Watch it on YouTube here.

For teachers

Teaching goals are:

  • Learners have practiced using the UPPMAX documentation
  • Learners have seen the CPU and memory usage of jobs
  • Learners have read a jobstats plot
  • Learners have created a jobstats plot
  • Learners have discussed how to set up jobs efficiently

Lesson plan:

gantt
  title Efficient jobs
  dateFormat X
  axisFormat %s
  section First hour
  Course introduction: done, course_intro, 0, 10s
  Prior : intro, after course_intro, 5s
  Present: theory_1, after intro, 5s
  Challenge: crit, exercise_1, after theory_1, 40s
  Break: crit, milestone, after exercise_1
  section Second hour
  Challenge: crit, exercise_2, 0, 10s
  Feedback: feedback_2, after exercise_2, 10s
  SLURM: done, slurm, after feedback_2, 25s
  Break: done, milestone, after slurm

Prior questions:

  • How to schedule jobs efficiently?
  • What is the jobstats tool?

Present:

  • ?Show documentation

Why?

If everyone would use our computational resources effectively, there would be no queue.

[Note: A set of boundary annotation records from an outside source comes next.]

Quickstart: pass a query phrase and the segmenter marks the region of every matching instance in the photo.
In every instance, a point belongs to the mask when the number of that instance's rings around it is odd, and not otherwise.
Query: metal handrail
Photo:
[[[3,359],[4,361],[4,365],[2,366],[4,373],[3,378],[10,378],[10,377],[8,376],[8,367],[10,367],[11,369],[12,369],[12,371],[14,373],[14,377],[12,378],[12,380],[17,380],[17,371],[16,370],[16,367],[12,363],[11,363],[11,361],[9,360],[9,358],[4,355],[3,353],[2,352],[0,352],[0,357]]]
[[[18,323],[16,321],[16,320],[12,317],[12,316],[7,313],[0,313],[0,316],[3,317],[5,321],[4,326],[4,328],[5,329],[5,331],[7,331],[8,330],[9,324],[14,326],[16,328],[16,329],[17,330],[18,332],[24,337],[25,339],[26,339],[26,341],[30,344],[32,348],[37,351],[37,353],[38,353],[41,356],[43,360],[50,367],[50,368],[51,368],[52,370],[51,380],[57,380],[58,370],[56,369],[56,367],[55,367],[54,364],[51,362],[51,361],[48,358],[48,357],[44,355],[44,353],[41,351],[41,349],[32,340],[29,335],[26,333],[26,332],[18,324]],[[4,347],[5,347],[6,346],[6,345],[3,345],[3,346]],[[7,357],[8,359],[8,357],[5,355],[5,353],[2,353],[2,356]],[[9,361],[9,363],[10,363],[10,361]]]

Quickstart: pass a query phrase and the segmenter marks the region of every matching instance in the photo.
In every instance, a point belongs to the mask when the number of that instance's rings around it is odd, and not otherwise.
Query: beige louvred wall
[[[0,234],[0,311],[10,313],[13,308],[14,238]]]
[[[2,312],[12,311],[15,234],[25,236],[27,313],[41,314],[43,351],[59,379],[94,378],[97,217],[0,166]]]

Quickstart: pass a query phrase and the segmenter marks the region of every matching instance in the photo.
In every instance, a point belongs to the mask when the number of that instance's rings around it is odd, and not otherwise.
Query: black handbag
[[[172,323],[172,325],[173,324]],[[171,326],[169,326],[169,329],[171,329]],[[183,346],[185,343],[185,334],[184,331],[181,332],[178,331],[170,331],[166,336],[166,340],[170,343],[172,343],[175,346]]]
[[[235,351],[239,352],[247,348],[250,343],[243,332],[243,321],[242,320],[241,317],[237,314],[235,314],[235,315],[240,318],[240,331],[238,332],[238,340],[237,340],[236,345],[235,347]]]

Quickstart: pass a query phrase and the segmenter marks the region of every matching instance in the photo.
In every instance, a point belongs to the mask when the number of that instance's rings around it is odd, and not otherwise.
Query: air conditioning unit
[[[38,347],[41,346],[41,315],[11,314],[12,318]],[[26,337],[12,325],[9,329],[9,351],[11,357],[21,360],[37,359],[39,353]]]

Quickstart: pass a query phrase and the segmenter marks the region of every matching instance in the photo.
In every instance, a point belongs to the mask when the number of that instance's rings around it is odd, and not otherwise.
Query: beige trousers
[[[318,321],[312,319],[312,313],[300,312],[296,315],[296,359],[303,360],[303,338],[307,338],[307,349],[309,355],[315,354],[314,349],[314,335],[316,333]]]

From the UPPMAX documentation, original source unknown

Running efficient jobs allows you to run more jobs that start running faster.

Exercises

Exercise 1: reading a jobstats plot

Exercise 1.1: jobstats plot 1

See jobstats plot 1 below and answer these questions:

  • How much cores should this user book?
  • Why?

jobstats plot 1

jobstats plot 1

Answer

The user should have booked 1 core: the memory use will work fine with 1 core and this matches the CPU usage exactly.

It may be that the program is set up incorrectly and that it can use multiple cores if set up correctly.

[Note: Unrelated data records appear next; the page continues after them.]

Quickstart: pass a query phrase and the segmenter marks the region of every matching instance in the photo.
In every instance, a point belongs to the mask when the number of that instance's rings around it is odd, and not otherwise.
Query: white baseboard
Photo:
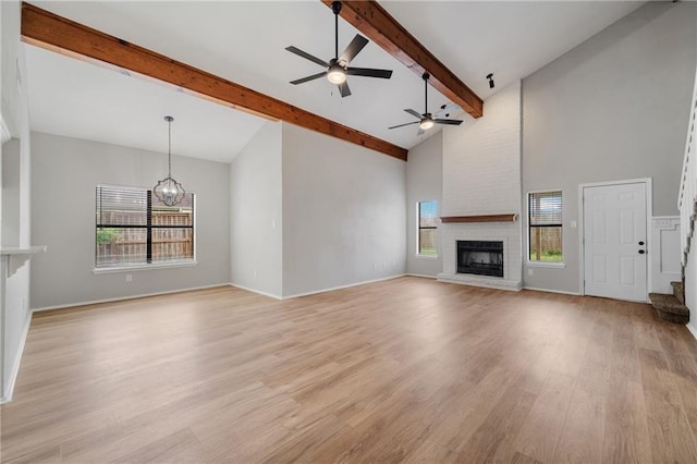
[[[10,381],[8,382],[8,391],[0,398],[0,404],[9,403],[12,401],[12,394],[14,393],[14,383],[17,381],[17,375],[20,374],[20,363],[22,363],[22,354],[24,354],[24,345],[26,344],[26,335],[29,333],[29,326],[32,325],[32,315],[34,312],[29,312],[24,322],[24,329],[22,330],[22,338],[20,339],[20,349],[14,356],[14,366],[10,371]],[[4,386],[3,386],[4,387]]]
[[[77,303],[69,303],[64,305],[54,305],[54,306],[44,306],[40,308],[33,308],[33,313],[40,313],[44,310],[51,309],[64,309],[72,308],[75,306],[87,306],[87,305],[98,305],[100,303],[112,303],[112,302],[122,302],[124,300],[135,300],[135,298],[144,298],[146,296],[158,296],[158,295],[169,295],[171,293],[181,293],[181,292],[191,292],[193,290],[205,290],[205,289],[215,289],[216,286],[228,286],[229,282],[216,283],[212,285],[203,285],[203,286],[191,286],[188,289],[176,289],[176,290],[167,290],[164,292],[154,292],[154,293],[142,293],[139,295],[129,295],[129,296],[117,296],[114,298],[103,298],[103,300],[94,300],[90,302],[77,302]]]
[[[234,286],[234,288],[240,289],[240,290],[245,290],[247,292],[256,293],[257,295],[268,296],[269,298],[273,298],[273,300],[283,300],[282,296],[274,295],[273,293],[262,292],[261,290],[250,289],[248,286],[240,285],[237,283],[232,283],[231,282],[230,286]]]
[[[368,284],[368,283],[382,282],[384,280],[398,279],[398,278],[404,277],[404,276],[406,276],[406,274],[405,273],[399,273],[399,274],[395,274],[395,276],[388,276],[388,277],[383,277],[383,278],[380,278],[380,279],[364,280],[363,282],[348,283],[346,285],[340,285],[340,286],[332,286],[330,289],[315,290],[313,292],[305,292],[305,293],[296,293],[294,295],[283,296],[282,300],[297,298],[297,297],[301,297],[301,296],[316,295],[318,293],[333,292],[334,290],[343,290],[343,289],[350,289],[352,286],[365,285],[365,284]]]
[[[534,290],[536,292],[559,293],[559,294],[562,294],[562,295],[580,296],[580,293],[578,293],[578,292],[565,292],[563,290],[538,289],[538,288],[535,288],[535,286],[524,286],[523,290]]]
[[[414,273],[414,272],[407,272],[404,276],[409,276],[409,277],[423,277],[424,279],[438,279],[436,276],[426,276],[424,273]]]

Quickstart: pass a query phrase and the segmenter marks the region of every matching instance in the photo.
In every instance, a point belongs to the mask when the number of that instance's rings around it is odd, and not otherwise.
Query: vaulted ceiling
[[[284,50],[293,45],[333,56],[333,15],[314,1],[32,2],[298,108],[404,148],[429,136],[403,110],[424,111],[419,76],[376,44],[352,65],[393,70],[392,78],[351,77],[353,95],[317,80],[322,71]],[[381,5],[457,77],[485,99],[628,14],[644,2],[384,1]],[[340,49],[357,30],[340,20]],[[496,88],[486,75],[494,73]],[[137,148],[167,149],[166,114],[175,118],[173,152],[230,161],[262,119],[27,46],[32,129]],[[429,88],[429,110],[450,101]],[[485,105],[486,114],[486,105]],[[463,114],[464,118],[469,118]]]

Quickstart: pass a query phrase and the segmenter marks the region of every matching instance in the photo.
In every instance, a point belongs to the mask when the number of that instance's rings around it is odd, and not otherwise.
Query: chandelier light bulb
[[[327,73],[327,81],[337,85],[343,84],[344,82],[346,82],[346,72],[339,64],[334,64],[329,69],[329,72]]]
[[[424,131],[428,131],[433,126],[433,121],[431,121],[430,119],[425,119],[418,126]]]

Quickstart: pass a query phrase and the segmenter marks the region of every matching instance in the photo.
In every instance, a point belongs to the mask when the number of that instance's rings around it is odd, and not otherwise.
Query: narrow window
[[[194,194],[170,207],[147,188],[98,185],[95,267],[194,261]]]
[[[530,193],[527,210],[529,260],[563,262],[562,193]]]
[[[418,203],[418,254],[438,256],[438,203]]]

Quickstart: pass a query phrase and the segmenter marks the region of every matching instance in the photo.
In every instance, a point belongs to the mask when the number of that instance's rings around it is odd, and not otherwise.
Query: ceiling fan
[[[424,75],[421,76],[421,78],[424,80],[424,114],[419,114],[415,110],[411,110],[411,109],[404,110],[407,113],[412,114],[413,117],[418,118],[418,121],[393,125],[392,127],[388,127],[388,129],[396,129],[396,127],[404,127],[405,125],[418,124],[418,132],[416,133],[416,135],[421,135],[424,134],[425,131],[428,131],[429,129],[431,129],[433,124],[448,124],[448,125],[462,124],[462,120],[458,120],[458,119],[441,119],[440,118],[441,115],[444,115],[445,118],[448,118],[450,114],[447,112],[449,112],[451,109],[453,109],[453,107],[456,107],[456,106],[443,105],[440,108],[440,110],[436,112],[436,114],[431,114],[428,112],[428,78],[429,77],[430,75],[428,73],[424,73]]]
[[[380,77],[380,78],[390,78],[392,76],[392,71],[389,70],[375,70],[369,68],[348,68],[348,63],[351,60],[356,58],[356,54],[363,50],[363,48],[368,44],[368,39],[363,37],[359,34],[351,40],[351,44],[346,47],[343,53],[339,56],[339,13],[341,12],[341,2],[334,1],[331,4],[331,10],[334,12],[334,58],[329,60],[329,62],[325,60],[320,60],[317,57],[314,57],[299,48],[296,47],[285,47],[288,51],[291,53],[295,53],[298,57],[303,57],[306,60],[311,61],[313,63],[317,63],[320,66],[327,68],[326,71],[317,74],[313,74],[311,76],[298,78],[296,81],[291,81],[291,84],[297,85],[303,84],[309,81],[315,81],[316,78],[327,76],[327,80],[339,86],[339,91],[342,97],[347,97],[351,95],[351,89],[348,88],[348,83],[346,83],[346,76],[365,76],[365,77]]]

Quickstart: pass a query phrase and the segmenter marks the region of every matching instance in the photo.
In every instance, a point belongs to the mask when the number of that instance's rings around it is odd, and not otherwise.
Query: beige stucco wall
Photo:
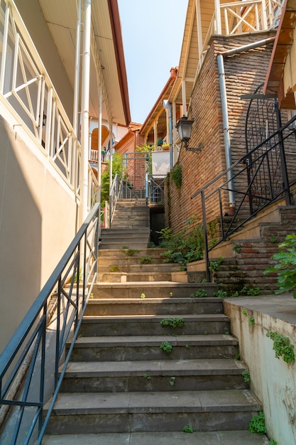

Exercise 1.2: jobstats plot 2

See jobstats plot 2 below and answer these questions:

  • Did the job finish successfully?
  • How much cores should this user book?
  • Why?

jobstats plot 2

jobstats plot 2

Answer

The job did not finish successfully, the OUT_OF_MEMORY error indicites that.

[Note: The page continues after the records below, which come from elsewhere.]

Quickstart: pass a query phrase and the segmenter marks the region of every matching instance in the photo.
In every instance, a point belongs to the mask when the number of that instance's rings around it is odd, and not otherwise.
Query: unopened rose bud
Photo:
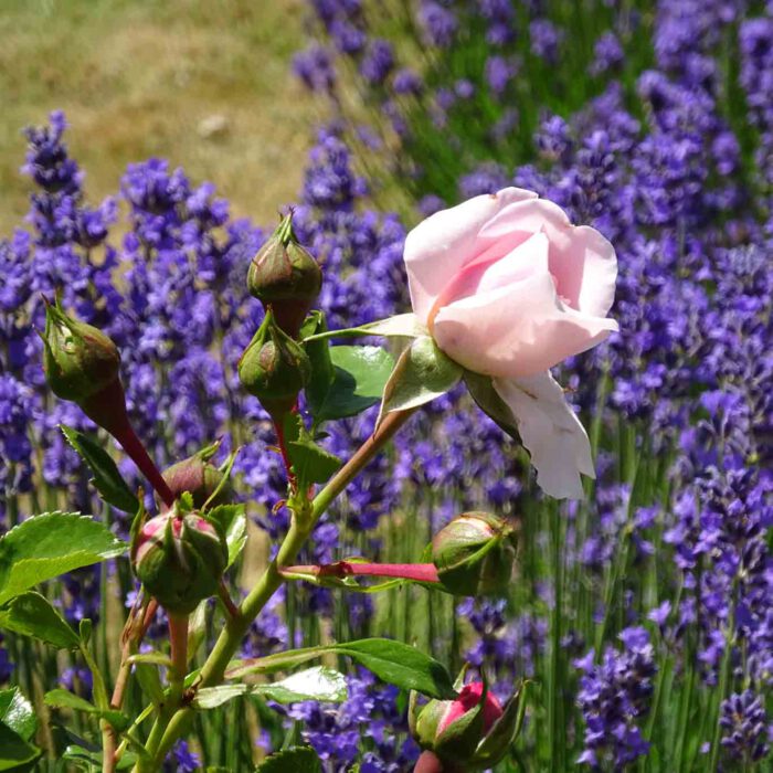
[[[277,325],[296,338],[322,286],[322,272],[293,232],[293,214],[258,250],[247,272],[247,289],[274,309]]]
[[[515,559],[513,525],[488,512],[465,512],[432,540],[432,562],[441,584],[456,595],[502,592]]]
[[[45,306],[43,368],[57,398],[87,402],[118,378],[116,345],[92,325],[70,318],[55,304]]]
[[[219,446],[219,442],[214,443],[163,470],[163,479],[167,481],[174,498],[179,497],[183,491],[189,491],[193,497],[193,507],[200,509],[204,506],[204,502],[214,494],[223,480],[223,473],[209,463],[209,459],[216,453]],[[223,487],[211,505],[221,504],[221,500],[226,495],[227,491]]]
[[[218,592],[227,565],[224,537],[199,512],[147,521],[131,550],[135,573],[168,612],[188,614]]]
[[[469,712],[483,706],[474,717]],[[414,738],[443,764],[440,770],[480,770],[476,754],[487,734],[502,716],[502,707],[483,682],[465,685],[455,700],[431,700],[415,720]],[[488,765],[484,765],[488,766]]]
[[[276,325],[268,311],[239,361],[244,388],[269,413],[283,413],[293,407],[310,373],[304,348]]]

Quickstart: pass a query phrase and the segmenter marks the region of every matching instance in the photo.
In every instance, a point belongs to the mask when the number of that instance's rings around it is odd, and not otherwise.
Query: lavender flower
[[[616,770],[646,754],[637,720],[646,717],[656,668],[653,646],[644,628],[620,634],[623,650],[607,647],[600,664],[594,652],[575,661],[581,671],[578,703],[585,720],[585,748],[579,763],[592,770]]]
[[[752,690],[734,692],[722,701],[721,743],[731,759],[749,765],[767,754],[771,724],[762,698]]]

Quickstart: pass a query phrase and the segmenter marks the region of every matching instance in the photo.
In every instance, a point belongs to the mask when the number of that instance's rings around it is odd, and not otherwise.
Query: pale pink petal
[[[559,295],[574,309],[596,317],[610,310],[615,297],[617,257],[614,247],[595,229],[572,225],[552,201],[519,201],[499,210],[480,230],[479,239],[521,239],[543,231],[550,242],[550,273]]]
[[[490,242],[480,242],[478,232],[504,207],[534,199],[536,193],[505,188],[477,195],[457,207],[436,212],[405,237],[404,260],[413,310],[427,321],[441,290]],[[500,254],[504,255],[507,250]]]
[[[582,499],[580,474],[595,478],[591,443],[560,384],[550,373],[540,373],[495,379],[494,389],[512,411],[540,488],[557,499]]]
[[[431,332],[459,364],[496,378],[536,375],[603,341],[617,322],[564,306],[552,276],[521,282],[443,306]]]
[[[481,257],[468,264],[435,299],[430,325],[441,308],[454,301],[522,282],[533,274],[549,273],[548,248],[548,237],[543,233],[534,233],[496,261],[486,262]]]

How much cores the user should book is uncertain, we only know that it is more then currently used. One strategy is to double to amount of cores and finetune after a successful run.

Exercise 1.3: jobstats plot 3

  • See jobstats plot 3 below and answer these questions:
  • How much cores should this user book?
  • Why?

jobstats plot 3

jobstats plot 3

Answer

We don't know. The user uses all CPU power perfectly and there is enough memory available.

The user may benefit from more CPUs, as the program may be CPU limited.

It may be that the program used is designed to use 20 CPUs maximally, hence scheduling 20 cores is perfect!

It may be that using 20 cores is a strategy of the user: using multiple cores always brings computational overhead and hence wasted CPU resources.

Exercise 1.4: jobstats plot 4

See jobstats plot 4 below and answer these questions:

  • How much cores should this user book?
  • Why?

jobstats plot 4

jobstats plot 4

Answer

This seems to be the cleanest example of using the algorithm to use computational resources efficiently: the user needs 2 cores for memory and adds 1 for safely. The job is not clearly CPU limited.

Exercise 2: creating a jobstats plot

We are going to create a jobstats plot. For that, we need a job to plot. Here we first look for a job, after which we plot it.

Answer

On Bianca, all projects are part of an independent, isolated virtual cluster, for security reasons. When working in a Bianca project, one cannot see anything of other projects.

Rackham does not have this: we can see all jobs submitted by all users. Hence, there are more visible jobs for us to look at.

  • Find a job that has finished successfully that took longer than one hour.
Answer

Use any of the code snippets, for example How do I find jobs that have finished and took longer than an hour?:

finishedjobinfo | grep -E "runtime.([0-9]-)?[0-9][1-9]"

Press CTRL-C to stop the process: it will take very long to finish.

Answer
jobstats --plot 12345678
Answer
eog bianca-sens1234-sens1234-12345678.png
  • Was that a job that was set up well? If not, how should it be setup? Why?
  • Does the quote at the start of this sessions ('If everyone would use our computational resources effectively, there would be no queue') apply to your job?